Concern about legal trouble she was in danger of courting was overridden by the good she saw she was doing. “I know that I’m helping people, and I know that I’m making a difference in their lives. I know that they are struggling because this current system isn’t working. I stopped being so cautious.” There had also been guidance and encouragement from older veterans of the movement, emissaries from a model of healthcare different entirely from that in which she spent her 20s enmeshed — a network of sufferer-practitioners who shared her unsatisfactory history with conventional healthcare, and who reason that if this particular plant works for them, isn’t it worth ignoring the law to offer the same relief to others? It should be said that the evidence isn’t yet in for the efficacy of cannabis for many of the conditions Ora’s customers use it for, and she doesn’t claim it as a cure-all. “I’m trying to help and if it does cure somebody and it gives them a better quality of life, then great,” she said, “but I’m not claiming to fix their lives. If I can help them, then I will try.”

She showed me her products: little tubs of cannabis-infused honey, which she sells on behalf of a local producer, their green or white lids denoting high or low strength; infused chocolate setting in trays in the fridge; infused oils disguised in reused wine bottles in a wine rack. There are also the medicinal cannabidiol products — 1850 Hemp Co, Pure Spectrum, EndoPet — all imported from countries with more permissive regimes. They are mailed to her, discreetly packaged, through the post, but she awaits the day a package is intercepted — or, worse, that she is. “I don’t know if I’m gonna get a nice cop or I’m going to get a shitty cop, I don’t know. Well, I hope no cops show up, that’s the whole point, but they could make a point out of me.”

She keeps only a limited amount of product on site; the general goal is to “try to make it look like less of a production line”. One quirk of the 45-year-old Misuse of Drugs Act — likely, for at least the foreseeable future, to be the legislation she defies — is that while cannabis itself is in the lowest Class-C category, “preparations… produced by subjecting the cannabis plant to any kind of processing” are classified as Class B drugs. Those little squares of medicinal chocolate setting in the fridge are deemed as serious a breach of the law as amphetamine and morphine.
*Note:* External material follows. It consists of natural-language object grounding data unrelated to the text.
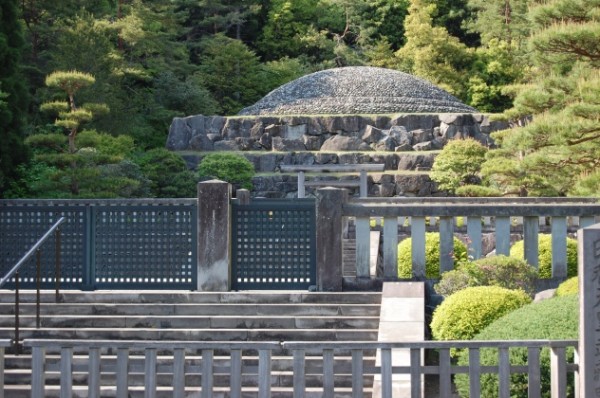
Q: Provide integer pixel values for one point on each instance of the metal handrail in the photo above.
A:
(14, 272)
(31, 251)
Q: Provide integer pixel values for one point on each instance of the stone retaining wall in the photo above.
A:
(407, 132)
Their manufacture and supply could draw a 14-year sentence.

Medicinal cannabis, since the passage of the Medicinal Cannabis Amendment Act in 2018, is legal — but for most, that is in name only: the barriers to access, from price to the complications of going through a sceptical medical establishment, mean those legal medicines get to only a fraction of those they may help. The rest — at least the rest who are prepared to break the law — rely on the black market (or the ‘green market’, as practitioners often call it). Operations like this one are excluded from the pharmaceuticalised medicinal scheme, which is geared towards big business — and even if the referendum had gone the other way there would have been no achievable legal way for Ora to operate. But there may not have been the need once a regulated market was up and running, as health-focused products and strains like some of those she offers appeared on dispensary shelves. The cannabis literacy that the nation’s green fairies have accrued under the shadow of prohibition might have found a wider expression.

But, for now, things remain unchanged — not that either of us knew that when I said goodbye. The results came in soon after we met, and what she said then stands now: “People are still suffering and the system is not working… I’m going to keep doing what I’m doing until something changes. Or unless I am forced to stop.”